If you are used to apply moisturizers to skin after a shower or face washing, this article is your right choice. Skin-care products are literally everywhere nowadays, and you may even feel dizzy surrounded by them.

According to data, at least half of Americans have sensitive skin or a diagnosed skin condition such as eczema, atopic dermatitis or rosacea. No wonder the market of skin-care products is booming.
However, after doing 45 years of research on whether moisturizers and other products can really help us, dermatology professor Peter Elias says that the products may be doing as much harm as good, especially for people with sensitive skin.

His patients complaint about applying some expensive moisturizers but only feeling relief for the first hour, and the skin became drier after. That’s when Elias decided to find out what’s going on.
Skin as a brick wall to the body
Our skin is exposed to everything from sunlight to environmental toxins, and protects our body effectively like a barrier. Elias refers the skin to a brick wall.

The “bricks” are actually corneocytes, the dead cells that make up the surface of the skin. These “bricks” are held together by membrane sheaths made of a “mortar” of three lipids: cholesterol, ceramides and fatty acids.
When the “mortar” is in a balance, the wall can work well to avoid harm from the outside; when the three lipids lose the balance, however, the wall can no longer protect effectively and turns into Swiss cheese.

How skin reacts to moisturizers
According to Elias’s research, moisturizers on the shelf may be doing more harm than good for certain people, because they break the balance of the wall.
Maintaining the brick wall comes down to a suite of related factors: pH of the skin, the makeup of the “mortar,” and the body’s response to the “Swiss cheese” situation.

Many lotions in the market may lack “mortar” ingredients, contain them in the wrong proportions, or change the skin’s naturally acidic pH, which may cause the skin unable to prevent infection.
When the pH is thrown off, the enzymes cannot produce ingredients for the “mortar” properly, leading to a low amount of mortar produced or a wrong ratio of the three lipids, which can cause “Swiss cheese”.
The body perceives the “Swiss cheese” as an injury, so it triggers the inflammation response to heal the injury. But for people with sensitive skin or skin conditions, their repair machinery isn’t functioning properly. So the injury remains, and the inflammation and irritation becomes greater.
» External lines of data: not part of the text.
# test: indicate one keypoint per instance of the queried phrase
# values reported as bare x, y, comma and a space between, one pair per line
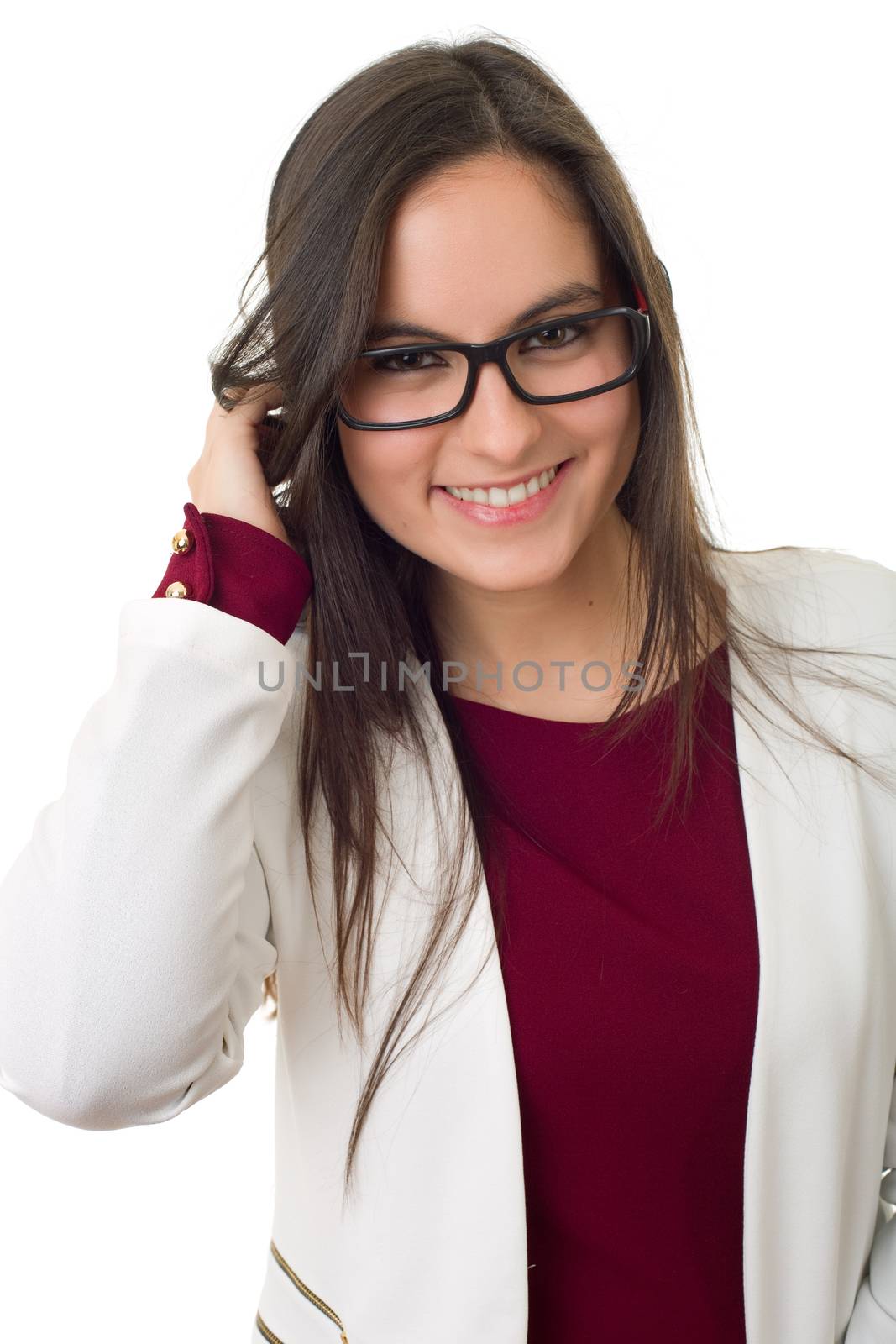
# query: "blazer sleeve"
134, 925
873, 1316
239, 569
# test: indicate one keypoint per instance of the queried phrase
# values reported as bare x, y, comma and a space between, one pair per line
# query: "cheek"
390, 484
609, 423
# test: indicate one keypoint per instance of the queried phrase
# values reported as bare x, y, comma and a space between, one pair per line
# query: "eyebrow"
571, 293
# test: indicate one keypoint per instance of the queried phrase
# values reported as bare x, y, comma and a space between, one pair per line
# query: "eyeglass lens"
570, 356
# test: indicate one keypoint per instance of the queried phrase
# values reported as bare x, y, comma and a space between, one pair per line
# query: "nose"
496, 417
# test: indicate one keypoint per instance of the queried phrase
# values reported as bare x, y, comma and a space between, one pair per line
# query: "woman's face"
464, 255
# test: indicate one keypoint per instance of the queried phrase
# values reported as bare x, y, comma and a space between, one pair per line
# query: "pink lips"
526, 511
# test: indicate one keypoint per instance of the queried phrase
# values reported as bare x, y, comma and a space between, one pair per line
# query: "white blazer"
155, 895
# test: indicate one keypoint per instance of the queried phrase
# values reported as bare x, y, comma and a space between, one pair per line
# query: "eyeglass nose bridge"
488, 353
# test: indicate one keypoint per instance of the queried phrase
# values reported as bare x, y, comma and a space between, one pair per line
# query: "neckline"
660, 699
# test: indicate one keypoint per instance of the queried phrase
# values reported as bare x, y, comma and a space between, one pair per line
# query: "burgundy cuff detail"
258, 577
194, 569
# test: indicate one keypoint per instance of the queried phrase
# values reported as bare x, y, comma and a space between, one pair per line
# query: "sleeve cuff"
239, 569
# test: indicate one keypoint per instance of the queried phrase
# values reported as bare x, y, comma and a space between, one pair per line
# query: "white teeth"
499, 497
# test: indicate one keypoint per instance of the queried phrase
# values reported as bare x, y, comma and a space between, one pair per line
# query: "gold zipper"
312, 1297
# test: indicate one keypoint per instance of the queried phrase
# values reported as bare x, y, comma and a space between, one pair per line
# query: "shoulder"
815, 595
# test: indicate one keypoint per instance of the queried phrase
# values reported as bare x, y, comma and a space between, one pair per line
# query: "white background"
139, 151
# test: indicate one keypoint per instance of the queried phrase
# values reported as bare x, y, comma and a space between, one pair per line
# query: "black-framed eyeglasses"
426, 383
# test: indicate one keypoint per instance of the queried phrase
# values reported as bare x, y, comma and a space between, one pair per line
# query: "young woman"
560, 835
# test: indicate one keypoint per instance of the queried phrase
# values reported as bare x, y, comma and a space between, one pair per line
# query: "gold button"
181, 542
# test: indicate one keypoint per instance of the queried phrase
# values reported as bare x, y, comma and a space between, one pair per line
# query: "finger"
254, 402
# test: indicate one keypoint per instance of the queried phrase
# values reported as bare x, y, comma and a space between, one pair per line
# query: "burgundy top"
631, 971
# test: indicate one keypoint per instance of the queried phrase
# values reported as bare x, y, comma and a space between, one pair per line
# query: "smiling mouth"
501, 496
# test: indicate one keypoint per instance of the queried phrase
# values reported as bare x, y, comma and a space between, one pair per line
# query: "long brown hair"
406, 116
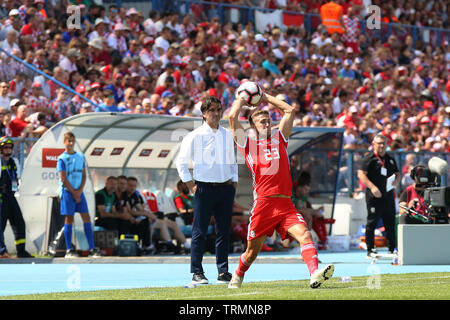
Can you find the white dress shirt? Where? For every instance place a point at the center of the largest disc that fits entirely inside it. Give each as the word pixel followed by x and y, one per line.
pixel 212 155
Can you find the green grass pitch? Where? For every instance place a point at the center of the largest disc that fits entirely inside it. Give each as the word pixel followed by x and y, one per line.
pixel 421 286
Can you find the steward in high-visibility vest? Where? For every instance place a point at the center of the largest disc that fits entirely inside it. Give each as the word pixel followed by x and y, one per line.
pixel 10 209
pixel 331 14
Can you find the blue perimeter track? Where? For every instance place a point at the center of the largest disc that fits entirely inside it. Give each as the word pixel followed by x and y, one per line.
pixel 66 276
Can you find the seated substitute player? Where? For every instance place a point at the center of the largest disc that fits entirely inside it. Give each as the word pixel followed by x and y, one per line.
pixel 267 158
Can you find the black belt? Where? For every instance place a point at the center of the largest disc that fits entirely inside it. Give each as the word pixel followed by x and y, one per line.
pixel 216 184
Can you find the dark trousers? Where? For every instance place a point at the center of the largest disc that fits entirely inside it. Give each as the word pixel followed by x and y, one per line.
pixel 383 208
pixel 142 229
pixel 11 211
pixel 2 238
pixel 217 201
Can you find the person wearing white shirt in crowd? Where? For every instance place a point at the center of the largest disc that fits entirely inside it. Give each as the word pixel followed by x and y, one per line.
pixel 10 42
pixel 4 95
pixel 281 50
pixel 215 174
pixel 162 40
pixel 68 63
pixel 100 30
pixel 149 24
pixel 322 39
pixel 116 40
pixel 162 22
pixel 147 54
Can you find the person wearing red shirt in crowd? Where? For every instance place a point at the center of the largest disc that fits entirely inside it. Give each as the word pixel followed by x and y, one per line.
pixel 183 78
pixel 273 209
pixel 168 86
pixel 261 43
pixel 19 125
pixel 210 47
pixel 32 29
pixel 352 27
pixel 428 111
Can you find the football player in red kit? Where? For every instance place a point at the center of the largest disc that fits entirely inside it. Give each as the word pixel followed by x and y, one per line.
pixel 266 156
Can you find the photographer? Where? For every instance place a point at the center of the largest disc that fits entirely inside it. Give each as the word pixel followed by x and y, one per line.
pixel 376 167
pixel 412 197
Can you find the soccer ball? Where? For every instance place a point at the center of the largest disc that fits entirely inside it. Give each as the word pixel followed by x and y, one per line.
pixel 250 92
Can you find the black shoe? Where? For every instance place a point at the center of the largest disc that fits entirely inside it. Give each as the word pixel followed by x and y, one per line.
pixel 95 253
pixel 224 278
pixel 199 278
pixel 371 253
pixel 71 254
pixel 24 254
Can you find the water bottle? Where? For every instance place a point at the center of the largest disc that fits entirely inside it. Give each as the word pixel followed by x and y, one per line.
pixel 345 279
pixel 395 258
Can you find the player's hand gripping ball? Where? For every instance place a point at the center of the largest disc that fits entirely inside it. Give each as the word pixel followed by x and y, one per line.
pixel 250 92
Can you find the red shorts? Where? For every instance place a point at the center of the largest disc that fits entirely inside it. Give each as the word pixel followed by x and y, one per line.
pixel 273 214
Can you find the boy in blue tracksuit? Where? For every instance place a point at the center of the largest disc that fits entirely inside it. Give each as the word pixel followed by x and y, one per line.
pixel 72 171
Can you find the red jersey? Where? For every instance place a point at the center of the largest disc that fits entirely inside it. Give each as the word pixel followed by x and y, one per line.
pixel 269 163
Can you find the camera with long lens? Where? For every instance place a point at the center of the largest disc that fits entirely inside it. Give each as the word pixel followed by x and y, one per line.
pixel 436 197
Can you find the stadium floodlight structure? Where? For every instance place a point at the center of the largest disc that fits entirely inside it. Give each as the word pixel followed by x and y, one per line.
pixel 146 146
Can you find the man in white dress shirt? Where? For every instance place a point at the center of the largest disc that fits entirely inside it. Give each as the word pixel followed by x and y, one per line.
pixel 215 175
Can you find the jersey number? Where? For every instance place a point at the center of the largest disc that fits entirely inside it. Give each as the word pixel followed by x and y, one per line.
pixel 271 154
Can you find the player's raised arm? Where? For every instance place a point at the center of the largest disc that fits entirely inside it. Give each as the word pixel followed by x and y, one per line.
pixel 235 126
pixel 288 112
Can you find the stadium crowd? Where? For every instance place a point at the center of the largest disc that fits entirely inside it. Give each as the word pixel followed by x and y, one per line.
pixel 125 60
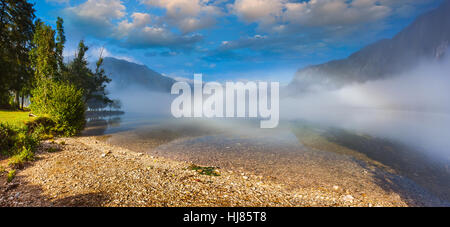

The great majority of moisturizers haven’t been tested on people with sensitive skin, which is the main reason why people with sensitive skin and skin conditions may feel uncomfortable when applying moisturizers.
Relief for sensitive skin
Lotions labeled with “skin repair” and containing the “mortar ingredients” are likely to help people with sensitive skin. Research showed that a special formula of the lipids in their proper proportions decreases inflammation.

Elias and his colleague are planning two larger-scale studies in China, focusing on the effect of a lotion designed for barrier repair and how much the body needs to be covered respectively.